SS Mutlah

History
- Name: SS Mutlah
- Owner: Nourse Line (1907-1921); Soc di Nav Latina (1921-1923); Occidens Soc. Anon di Nav (1923);
- Port of registry: United Kingdom (1907-1921); Italy (1921-1923);
- Builder: Charles Connell & Company Limited, Glasgow
- Launched: 16 April 1907
- Fate: Disappeared 29 December 1923

General characteristics
- Type: Cargo ship
- Tonnage: 3641 gross register tons
- Length: 106.56 metres (349 feet 7 inches)
- Beam: 13.41 metres (44 feet 0 inches)
- Draught: 5.91 metres (19 feet 5 inches)
- Propulsion: Triple expansion steam engine 425 hp (317 kW), one shaft
- Speed: 12 knots

= SS Mutlah =

SS Mutlah was a 3,393-ton steamship built for the Nourse Line in 1907 by Charles Connell & Company Limited, Glasgow, Scotland. She disappeared along with her crew of 40 after sending a distress call on 29 December 1923 while sailing in the Mediterranean Sea. The ship had triple expansion, 425-nhp (317-kW) steam engines driving a single screw.

Like other Nourse Line ships, she had primarily been used for the transport of Indian indentured labourers to the colonies. Details of some of these voyages are as follows:

| Destination | Date of Arrival | Number of Passengers | Deaths During Voyage |
|---|---|---|---|
| Trinidad | 4 September 1907 | 844 | 11 |
| Trinidad | 4 September 1908 | 415 | 7 |
| Suriname | 2 May 1909 | 834 | n/a |
| Trinidad | 29 August 1909 | 832 | 8 |
| Trinidad | 7 October 1910 | 770 | 13 |
| Trinidad | 25 January 1911 | 842 | 9 |
| Fiji | 22 May 1911 | 834 | n/a |
| Fiji | 18 August 1911 | 863 | n/a |
| Trinidad | 28 December 1911 | 705 | 2 |
| Suriname | 14 May 1912 | 842 | 9 |
| Trinidad | 14 October 1912 | 445 | 1 |
| Trinidad | 5 February 1913 | 317 | 2 |
| Suriname | 23 June 1913 | n/a | n/a |
| Trinidad | 26 November 1913 | 209 | 0 |
| Trinidad | 20 January 1914 | 279 | 0 |
| Fiji | 7 May 1915 | 852 | n/a |
| Fiji | 1 August 1915 | 812 | n/a |

Mutlah caught fire at Naples, Italy, and sank on 24 March 1920. She was refloated, repaired, and returned to service.

In 1921 she was purchased by Soc di Nav Latina, Naples, Italy.

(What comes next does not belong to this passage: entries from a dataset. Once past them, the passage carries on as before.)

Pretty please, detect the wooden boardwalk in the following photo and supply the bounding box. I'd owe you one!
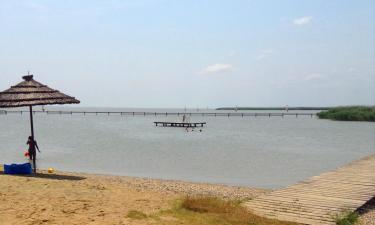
[245,155,375,225]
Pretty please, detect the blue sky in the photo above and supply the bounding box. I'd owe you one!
[0,0,375,108]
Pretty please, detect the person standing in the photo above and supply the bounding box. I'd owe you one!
[26,136,40,171]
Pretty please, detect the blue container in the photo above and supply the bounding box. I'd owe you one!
[4,163,32,174]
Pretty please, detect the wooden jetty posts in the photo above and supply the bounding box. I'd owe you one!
[244,155,375,225]
[154,122,206,128]
[1,110,316,118]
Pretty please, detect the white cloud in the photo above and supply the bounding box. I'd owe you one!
[257,49,273,60]
[293,16,312,26]
[199,63,233,74]
[304,73,327,81]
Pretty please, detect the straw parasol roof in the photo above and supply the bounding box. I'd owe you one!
[0,75,80,108]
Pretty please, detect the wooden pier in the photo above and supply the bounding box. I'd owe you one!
[245,155,375,225]
[3,110,316,118]
[154,122,206,128]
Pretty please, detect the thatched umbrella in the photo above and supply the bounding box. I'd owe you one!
[0,75,80,173]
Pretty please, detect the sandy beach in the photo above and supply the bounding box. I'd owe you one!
[0,167,267,225]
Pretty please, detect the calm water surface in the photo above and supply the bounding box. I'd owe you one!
[0,108,375,188]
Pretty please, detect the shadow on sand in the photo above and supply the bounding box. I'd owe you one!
[0,171,86,181]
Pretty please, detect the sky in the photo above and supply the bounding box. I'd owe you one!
[0,0,375,108]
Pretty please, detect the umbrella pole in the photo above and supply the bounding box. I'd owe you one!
[30,106,36,173]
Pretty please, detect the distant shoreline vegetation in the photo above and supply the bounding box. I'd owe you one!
[216,107,332,110]
[317,106,375,122]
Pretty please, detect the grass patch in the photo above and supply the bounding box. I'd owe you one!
[318,106,375,122]
[162,197,297,225]
[126,210,147,220]
[336,212,359,225]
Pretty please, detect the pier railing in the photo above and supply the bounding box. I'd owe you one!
[0,110,316,117]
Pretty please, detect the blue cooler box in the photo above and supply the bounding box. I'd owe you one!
[4,163,32,174]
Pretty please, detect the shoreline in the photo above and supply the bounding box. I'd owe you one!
[0,164,273,200]
[0,167,268,225]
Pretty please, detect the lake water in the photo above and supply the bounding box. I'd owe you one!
[0,108,375,188]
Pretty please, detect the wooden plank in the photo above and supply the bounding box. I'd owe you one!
[244,155,375,225]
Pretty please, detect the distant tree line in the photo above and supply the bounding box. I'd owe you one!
[318,106,375,122]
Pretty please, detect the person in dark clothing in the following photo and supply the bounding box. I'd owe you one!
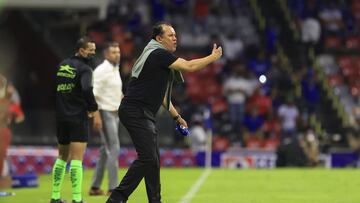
[50,37,99,203]
[107,22,222,203]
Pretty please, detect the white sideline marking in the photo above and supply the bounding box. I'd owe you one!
[178,169,211,203]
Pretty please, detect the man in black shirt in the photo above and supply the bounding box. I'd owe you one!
[107,22,222,203]
[50,37,98,203]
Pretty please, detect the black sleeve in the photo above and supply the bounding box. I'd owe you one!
[80,68,98,112]
[155,49,179,67]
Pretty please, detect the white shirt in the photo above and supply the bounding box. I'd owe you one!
[189,125,206,153]
[93,60,124,111]
[302,18,321,42]
[224,76,258,104]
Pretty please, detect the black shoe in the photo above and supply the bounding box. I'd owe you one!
[50,199,66,203]
[72,200,86,203]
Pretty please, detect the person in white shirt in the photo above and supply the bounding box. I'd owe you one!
[89,42,124,195]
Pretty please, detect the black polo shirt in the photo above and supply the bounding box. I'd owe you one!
[121,49,178,115]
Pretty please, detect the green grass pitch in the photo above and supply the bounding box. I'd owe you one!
[0,168,360,203]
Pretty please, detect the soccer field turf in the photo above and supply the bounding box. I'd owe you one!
[0,169,360,203]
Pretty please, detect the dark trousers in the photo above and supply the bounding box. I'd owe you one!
[107,106,161,203]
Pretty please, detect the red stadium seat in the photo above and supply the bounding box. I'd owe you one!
[345,36,360,49]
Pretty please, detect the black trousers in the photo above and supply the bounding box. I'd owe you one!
[107,105,161,203]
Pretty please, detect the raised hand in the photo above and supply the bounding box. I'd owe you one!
[211,44,222,60]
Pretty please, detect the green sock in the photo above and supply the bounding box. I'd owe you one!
[70,160,83,202]
[51,159,66,199]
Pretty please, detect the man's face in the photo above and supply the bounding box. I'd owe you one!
[79,42,96,58]
[157,25,177,52]
[105,47,120,65]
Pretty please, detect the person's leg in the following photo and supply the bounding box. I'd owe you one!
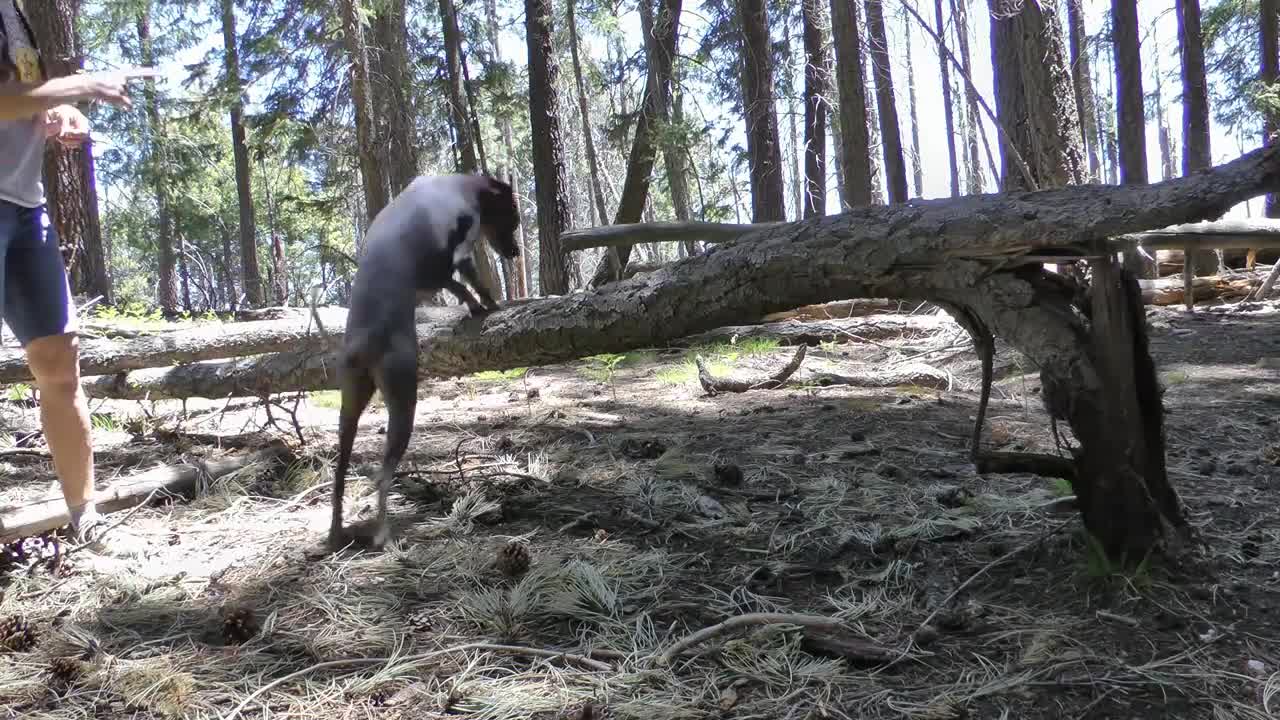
[4,208,135,550]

In 1923 she was purchased by Occidens Soc. Anon di Nav, Genoa, Italy.

On 29 December 1923 she was in the Mediterranean Sea west-southwest of Sardinia on a voyage from Cagliari, Sardinia, Italy, to Antwerp, Belgium, with a cargo of grain when she sent a distress signal, reporting her position as . She then disappeared without trace. She is presumed to have foundered with the loss of all hands.